Monday, November 21, 4:30 - 6:00, Jeff 102 Jonathan Novak, Queen's TITLE: The Lagrange Inversion Formula ABSTRACT: Many enumerative problems have a recursive structure that is naturally encoded as a functional equation in the ring of formal power series, via generating series techniques. The Lagrange inversion formula is a tool for solving certain functional equations in C[[x]]. We will give a derivation of the Lagrange formula, and use it to derive Cayley's classic formula for the number of vertex-labelled trees on n vertices, and discuss some other interesting applications.
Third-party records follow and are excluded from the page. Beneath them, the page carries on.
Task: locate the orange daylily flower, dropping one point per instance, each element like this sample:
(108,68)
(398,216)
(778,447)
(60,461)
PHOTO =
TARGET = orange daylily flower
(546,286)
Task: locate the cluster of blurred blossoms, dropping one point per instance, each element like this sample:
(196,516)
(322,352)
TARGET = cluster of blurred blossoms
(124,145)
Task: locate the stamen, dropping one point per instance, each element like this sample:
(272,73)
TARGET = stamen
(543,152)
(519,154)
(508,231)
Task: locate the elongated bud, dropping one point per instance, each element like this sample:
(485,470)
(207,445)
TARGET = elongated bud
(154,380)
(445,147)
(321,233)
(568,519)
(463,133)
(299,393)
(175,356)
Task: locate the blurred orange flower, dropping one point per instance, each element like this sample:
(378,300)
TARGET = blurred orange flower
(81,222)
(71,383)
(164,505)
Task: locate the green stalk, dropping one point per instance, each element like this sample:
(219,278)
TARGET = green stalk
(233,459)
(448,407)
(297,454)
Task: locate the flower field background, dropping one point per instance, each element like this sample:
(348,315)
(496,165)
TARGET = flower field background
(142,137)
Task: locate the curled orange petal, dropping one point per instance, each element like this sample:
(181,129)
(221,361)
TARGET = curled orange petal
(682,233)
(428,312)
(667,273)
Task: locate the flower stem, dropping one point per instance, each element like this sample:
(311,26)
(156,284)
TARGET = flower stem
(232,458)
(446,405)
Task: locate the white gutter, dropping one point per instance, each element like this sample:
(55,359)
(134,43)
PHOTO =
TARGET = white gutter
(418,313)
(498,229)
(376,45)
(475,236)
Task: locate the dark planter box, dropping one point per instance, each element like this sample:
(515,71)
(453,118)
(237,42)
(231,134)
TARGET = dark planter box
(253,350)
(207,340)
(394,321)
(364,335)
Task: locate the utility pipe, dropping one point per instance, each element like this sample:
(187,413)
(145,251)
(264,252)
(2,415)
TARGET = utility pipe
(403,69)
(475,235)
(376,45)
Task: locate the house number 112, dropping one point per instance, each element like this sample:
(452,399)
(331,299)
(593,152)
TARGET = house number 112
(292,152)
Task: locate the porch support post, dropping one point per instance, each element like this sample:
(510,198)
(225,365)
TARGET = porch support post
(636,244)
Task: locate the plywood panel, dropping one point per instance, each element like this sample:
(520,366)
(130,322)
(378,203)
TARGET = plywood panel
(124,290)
Monday, November 7, 4:30 - 6:00, Jeff 102 Jamie Mingo, Queen's Title: Two Point Functions and Fluctuations of Random Matrices Abstract: The correlation between eigenvalues of a random matrix is given by the two point function which gives the probability of finding a pair of eigenvalues in a given region. For certain standard random matrices explicit (but complicated) formulas are known. From these we can obtain an expression for the 'global' fluctuations of the eigenvalues. However a simple approximation exists when we assume that the size of the matrix if large and becomes exact in the limit. I will review some earlier results and give a combinatorial interpretation of the limiting value in terms of planar diagrams.

Monday, October 31, 4:30 - 6:00, Jeff 102 Emily Redelmeier, Queen's Title: Stembridge's generalization of the Gessel-Viennot Theorem I will continue the discussion from last week explaining how the theorem can be generalized using Pfaffians.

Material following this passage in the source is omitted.